It’s amazing to see the use of technology to track, monitor, and collect information and data from things that we do, like sports, to help improve and enhance what we do. I think it’s called life-hacking and if you’re thinking of resolutions for the New Year, there’s a whole website about doing just that. Yet as we get more and more comfortable tracking and hacking ourselves (FitBit anyone?), I can’t help but think – are we getting too reliant on the data?
I’ve written a couple posts about how data has been used to better predict and inform baseball and basketball. Yet a prime example of the over-reliance on data, and not balancing it with common sense, comes from the sports world. In this article, it shows that despite all the hype around big data for the 2014 World Cup, Nate Silver, a popular data geek who made predictions during the 2012 US presidential election, still got it all wrong. Some said that the competition was no place for big data, which can’t understand the intrinsic issues and subtleties that real soccer fans see. Others claimed that Silver ignored some basic data issues.
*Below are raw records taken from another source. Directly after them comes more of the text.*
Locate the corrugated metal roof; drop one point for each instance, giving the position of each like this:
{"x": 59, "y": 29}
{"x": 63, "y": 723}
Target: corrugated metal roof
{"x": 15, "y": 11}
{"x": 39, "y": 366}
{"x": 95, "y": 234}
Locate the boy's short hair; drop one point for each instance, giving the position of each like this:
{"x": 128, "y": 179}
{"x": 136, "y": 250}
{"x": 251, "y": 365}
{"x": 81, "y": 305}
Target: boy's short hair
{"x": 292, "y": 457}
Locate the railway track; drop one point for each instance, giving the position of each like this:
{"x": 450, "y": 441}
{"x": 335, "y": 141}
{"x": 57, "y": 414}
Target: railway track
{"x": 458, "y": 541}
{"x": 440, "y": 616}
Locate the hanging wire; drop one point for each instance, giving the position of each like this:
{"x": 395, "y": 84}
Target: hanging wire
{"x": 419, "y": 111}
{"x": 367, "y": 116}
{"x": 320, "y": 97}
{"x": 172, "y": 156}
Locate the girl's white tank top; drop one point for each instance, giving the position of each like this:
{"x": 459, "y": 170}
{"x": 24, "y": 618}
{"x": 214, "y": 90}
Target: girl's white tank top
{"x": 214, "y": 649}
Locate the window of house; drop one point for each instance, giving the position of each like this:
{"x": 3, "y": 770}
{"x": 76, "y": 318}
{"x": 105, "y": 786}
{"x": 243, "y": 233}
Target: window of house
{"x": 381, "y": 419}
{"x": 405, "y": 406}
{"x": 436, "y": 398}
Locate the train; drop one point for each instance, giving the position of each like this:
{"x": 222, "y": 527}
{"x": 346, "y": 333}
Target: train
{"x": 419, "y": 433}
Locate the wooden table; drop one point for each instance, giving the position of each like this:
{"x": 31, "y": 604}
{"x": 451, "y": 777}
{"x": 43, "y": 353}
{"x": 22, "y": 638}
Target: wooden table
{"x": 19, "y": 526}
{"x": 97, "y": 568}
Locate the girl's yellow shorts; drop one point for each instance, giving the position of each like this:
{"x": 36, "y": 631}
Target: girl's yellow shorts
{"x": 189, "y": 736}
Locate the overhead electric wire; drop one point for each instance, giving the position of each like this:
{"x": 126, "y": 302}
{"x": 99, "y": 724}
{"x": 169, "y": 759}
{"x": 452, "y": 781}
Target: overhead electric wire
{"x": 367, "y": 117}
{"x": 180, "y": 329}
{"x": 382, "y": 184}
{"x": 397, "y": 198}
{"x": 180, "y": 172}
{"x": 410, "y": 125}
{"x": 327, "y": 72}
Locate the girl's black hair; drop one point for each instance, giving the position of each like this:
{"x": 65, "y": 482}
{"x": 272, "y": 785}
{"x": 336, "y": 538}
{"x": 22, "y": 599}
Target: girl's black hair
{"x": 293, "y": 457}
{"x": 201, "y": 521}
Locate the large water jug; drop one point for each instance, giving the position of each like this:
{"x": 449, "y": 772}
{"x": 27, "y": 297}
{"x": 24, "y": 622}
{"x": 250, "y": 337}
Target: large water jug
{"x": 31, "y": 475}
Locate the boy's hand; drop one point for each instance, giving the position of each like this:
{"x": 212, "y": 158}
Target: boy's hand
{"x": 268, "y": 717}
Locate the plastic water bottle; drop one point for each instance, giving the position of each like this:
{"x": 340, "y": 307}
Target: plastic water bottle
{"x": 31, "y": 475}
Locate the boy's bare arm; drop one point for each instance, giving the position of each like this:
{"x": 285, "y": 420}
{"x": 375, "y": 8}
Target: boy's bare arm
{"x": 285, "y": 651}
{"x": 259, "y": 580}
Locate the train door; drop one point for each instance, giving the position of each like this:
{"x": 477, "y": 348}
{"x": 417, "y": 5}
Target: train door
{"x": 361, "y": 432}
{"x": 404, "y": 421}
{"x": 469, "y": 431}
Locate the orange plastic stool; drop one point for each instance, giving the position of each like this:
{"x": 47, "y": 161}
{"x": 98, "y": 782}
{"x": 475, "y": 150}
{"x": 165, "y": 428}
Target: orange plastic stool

Data and information that we collect whether through technology or by ourselves inherently has biases, like how someone setup these exit “sortie” signs for a reason. We build the technology and develop algorithms that are supposedly objective yet in developing them we make inherent compromises and assumptions. The same goes with collecting and compiling data ourselves – from monitoring our diet, building a contact/email list, or just keeping track of our to-do lists and calendar – we are biased to certain things (ex. what we think is more important, what we can remember, etc.) when collecting this information (i.e. Excel sheets anyone?). Also are we managing our information consistently enough so that it can reveal some truth that can help our decision-making?
I work for an organization that prides itself on its “information management” and spend a lot of time with internal and external clients to not only improve this management (ex. simplify, organize and clean the data), but also to understand how it can be used strategically to communicate their work and key messages (ex. like making a good infographic). Within the international development community, OCHA is light-years ahead of the game when it comes to this. They’ve also evolved and branched out to apply information in a useful way for the humanitarian community like the recently launched INFORM initiative to improve risk analysis and the Humanitarian ID project to make contact management simpler and better for an emergency or crisis. Perhaps following OCHA’s lead, there are plenty of UN organizations starting to visualize this information and realize that data is more than just 1’s and 0’s or that it’s only for “geeks”, but can be used in different ways to communicate and provide “evidence” to improve programming and decision-making. The success of innovative ideas like these will depend on how accessible both the data and tools are to the people who will use them. It can also be summed up by these two quotes from the Nate Silver article:
Predictions are no better than the quality of data and model that you employ.
Big data and predictive techniques are supposed to inform smart decision making, not automate it.
On the opposite end of the spectrum of the Silver article are these little visual vignettes by the New York Times of what went right for the dutch, and so wrong for Brazil during the world cup. They are both data-driven and informative.
Data simplicity might be the best way to help us understand and improve the way we do things.